Two days after His Majesty the Emperor Hirohito had dedicated a casket in Tokyo's Westminster Abbey, Yasukuni Shrine, to the memory of 531 soldiers killed in Manchuria and China since the beginning of the present troubles,* he sat down to celebrate his 32nd birthday with a large and elaborate luncheon. At 2 p. m., just when the sake bowls were succeeding the raw fish salad, the sound of dozens of clattering wooden geta disturbed the palace guards. Newsboys in checked kimonos were rushing bundles of extras to the kiosks with news of a great Japanese tragedy at Shanghai.

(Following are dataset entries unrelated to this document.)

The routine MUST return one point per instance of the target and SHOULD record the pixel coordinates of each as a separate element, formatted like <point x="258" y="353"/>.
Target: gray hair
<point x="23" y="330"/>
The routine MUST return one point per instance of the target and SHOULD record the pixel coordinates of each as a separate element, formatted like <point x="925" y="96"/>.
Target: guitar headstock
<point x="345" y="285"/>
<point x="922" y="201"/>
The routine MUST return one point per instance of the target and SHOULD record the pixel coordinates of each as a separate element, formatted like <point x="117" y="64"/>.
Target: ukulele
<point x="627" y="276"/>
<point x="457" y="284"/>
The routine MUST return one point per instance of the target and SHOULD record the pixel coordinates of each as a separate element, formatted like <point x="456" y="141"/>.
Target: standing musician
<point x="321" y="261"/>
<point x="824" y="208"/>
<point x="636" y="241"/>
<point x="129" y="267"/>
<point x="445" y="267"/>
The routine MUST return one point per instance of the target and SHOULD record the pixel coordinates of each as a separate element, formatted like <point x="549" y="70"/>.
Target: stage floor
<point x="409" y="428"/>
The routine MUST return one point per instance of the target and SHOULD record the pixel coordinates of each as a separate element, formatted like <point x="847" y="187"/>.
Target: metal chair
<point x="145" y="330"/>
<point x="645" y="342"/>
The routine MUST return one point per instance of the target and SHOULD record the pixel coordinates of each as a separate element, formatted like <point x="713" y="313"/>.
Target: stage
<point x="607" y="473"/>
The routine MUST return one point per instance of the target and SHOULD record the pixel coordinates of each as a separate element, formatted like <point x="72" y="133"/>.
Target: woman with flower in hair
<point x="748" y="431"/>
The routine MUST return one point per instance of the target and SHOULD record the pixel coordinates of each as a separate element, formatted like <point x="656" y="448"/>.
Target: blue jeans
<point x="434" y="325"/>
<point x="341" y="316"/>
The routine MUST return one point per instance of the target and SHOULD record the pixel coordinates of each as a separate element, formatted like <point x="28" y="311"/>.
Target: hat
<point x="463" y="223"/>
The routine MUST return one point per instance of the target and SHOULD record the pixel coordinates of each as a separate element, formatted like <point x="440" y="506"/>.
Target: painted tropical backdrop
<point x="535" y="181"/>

That morning in Shanghai 10,000 Japanese troops celebrated the Emperor's birthday with a grand military review in Hongkew Park. U. S. Consul General Edwin S. Cunningham, oldest, most experienced of Shanghai diplomats, warned Japanese authorities that such a celebration would be dangerous, but nobody paid attention. In massed squares battalion after battalion of Japanese infantry goose-stepped across the parade ground, each with its fluttering sunburst guidon. In the front of the reviewing stand were many of the highest officers in the Japanese Army & Navy: Vice Admiral Kichisaburo Nomura, Commander of the Shanghai fleet; General Yoshinori Shirakawa, Commander-in-Chief of the Army in Shanghai; Maj.-General Kenkichi Uyeda; Consul General Kuramatsu Murai; Minister to China Mamoru Shigemitsu. Behind them loomed the big foreign military attaches of Britain, France, Italy, the U. S. These white officials left the stand as soon as the review was over. The crowd pressed round to listen to speeches.

A Korean on the edge of the crowd threw a narrow tin box high in the air. In an ear-splitting roar, the grandstand flew apart like a mechanical toy. Minister Shigemitsu was blown into the air like a jack-in-the-box, his feet flung wide. Consul General Mural's face was unrecognizable with blood and torn flesh. Admiral Nomura's eye was blown out, General Shirakawa lost all his teeth. General Uyeda lost three toes. Kim Fung-kee, the Korean bomb-thrower, was beaten unconscious by Japanese soldiers. One W. S. Hibbard, a U. S. citizen, protested the detention of two Chinese photographers, was rushed to a police station as a suspect and questioned for hours.

Bravest that day were a group of little flat-faced Japanese nurses. Before the echo of the explosion died down they fought their way through the terrified crowd to the wreck of the reviewing stand, ripped the uniforms of the injured officers into strips to make bandages, saved Minister Shigemitsu's life with tourniquets on both thighs.

*Last week's ceremony was the first of its kind since 1906 when Emperor Hirohito's grandfather honored the victims of the Russo-Japanese War. The Tokyo War Office is still anxious to keep the full casualty list of the Shanghai gesture from the public; only those who died before Feb. 10 were honored. Another ceremony for several hundred more must soon take place.